Activists and journalists have noted the disproportionate numbers of pandemic fines issued in multicultural and lower socio-economic communities with the least capacity to pay.

But even if fines were issued in a transparent and objective manner across all neighbourhoods, the set nominal amount still hits some harder than others. Poorer individuals either suffer disproportionate hardship, or live in fear of legitimate mistakes on which the rich don’t bat an eyelid.

The clear solution is for state governments to make fines relative to the offender’s income. This already happens in multiple European countries and Argentina in relation to speeding and traffic fines, while Finland has pioneered the innovative model of “day fines” for most monetary penalties.

If a Finn is caught speeding, for example, they are fined an estimate of half their usual spending money per day, for a set number of days depending on the severity of the offence. The average reckless driver pays approximately €30-50 per day up to a €400-500 total.

But if you’re extremely rich, the sums can be eye-watering. In 2002, former Nokia director Anssi Vanjoki paid a mammoth €116,000 fine for doing 75km per hour in a 50km zone.

Legal academics have recognised the benefits of the day fines system in deterring both the rich and poor equally from committing crimes. 

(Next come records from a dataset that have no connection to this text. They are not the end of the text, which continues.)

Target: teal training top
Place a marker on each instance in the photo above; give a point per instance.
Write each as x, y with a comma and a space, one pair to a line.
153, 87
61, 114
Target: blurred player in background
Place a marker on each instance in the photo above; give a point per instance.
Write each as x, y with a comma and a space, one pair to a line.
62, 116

Conversely, the regressive system dominant in Australia, the US and UK struggles to weigh punishments to individual means. Some studies show the rich are more likely to break the law while driving as a result.

A fine time for reform

The ACT investigated the merits of an income-based fine system for traffic and parking offences last year, as proposed by the Greens, but the chief minister found the proposed scheme was “not practical or feasible” given the complexity of adapting a uniform system to account for varied individual circumstances.

NSW Labor also considered a similar proposal at their state conference and committed to a review.

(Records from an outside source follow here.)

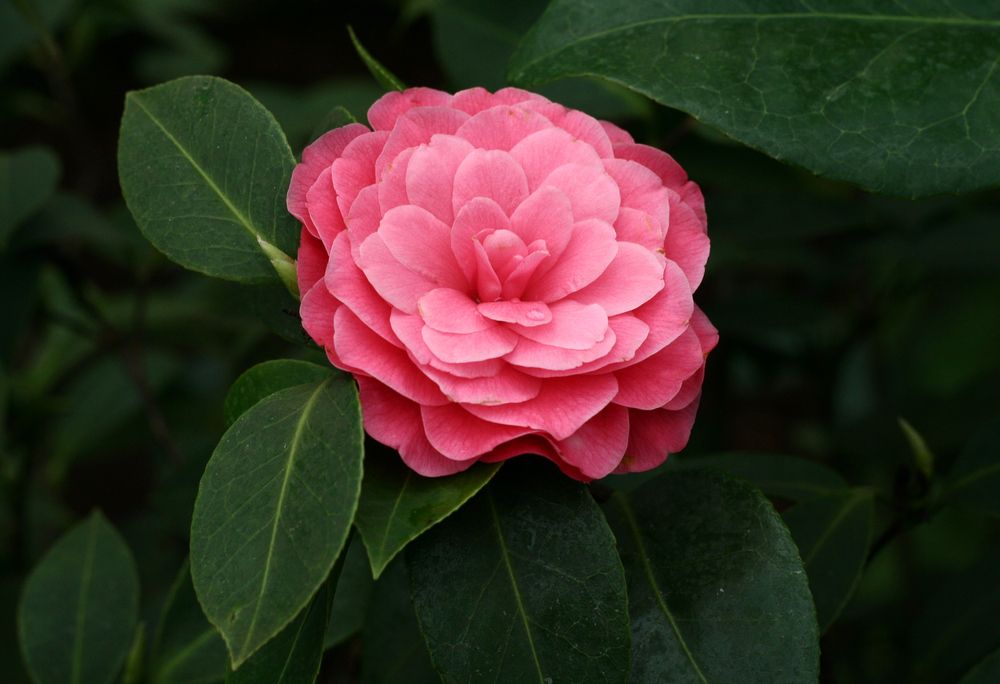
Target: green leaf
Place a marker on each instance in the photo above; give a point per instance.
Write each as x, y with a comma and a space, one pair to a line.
523, 584
986, 672
833, 533
974, 480
385, 78
350, 602
393, 650
875, 93
80, 606
292, 657
716, 588
265, 379
397, 505
777, 475
187, 648
274, 509
28, 179
205, 169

But both actions came before the pandemic, which has exploded the number and severity of fines as a mechanism for law enforcement. To ensure health restrictions are enforced equitably and norms are established for future emergencies, progressive reform is worth reconsidering.

The Australia Institute (TAI) has long championed the introduction of income-based fine systems and provided reasonable models with implementation. For instance, TAI proposes the following tiered system for traffic violations:

There are important questions to ask about the balance between punishment and encouragement during the pandemic; the goal is to promote broad behavioural change, but we know some people will find it much harder to comply with restrictions than others. Nonetheless, sanctions for unlawful behaviour are a justifiable tool, provided they operate fairly.

When responding to “Karen from Brighton”, Daniel Andrews emphasised that we all must follow the rules, “whether you live in Broadmeadows or Brighton”. If that message isn’t getting through to some Brightonians, maybe they need to feel the same financial stress as those in Broady.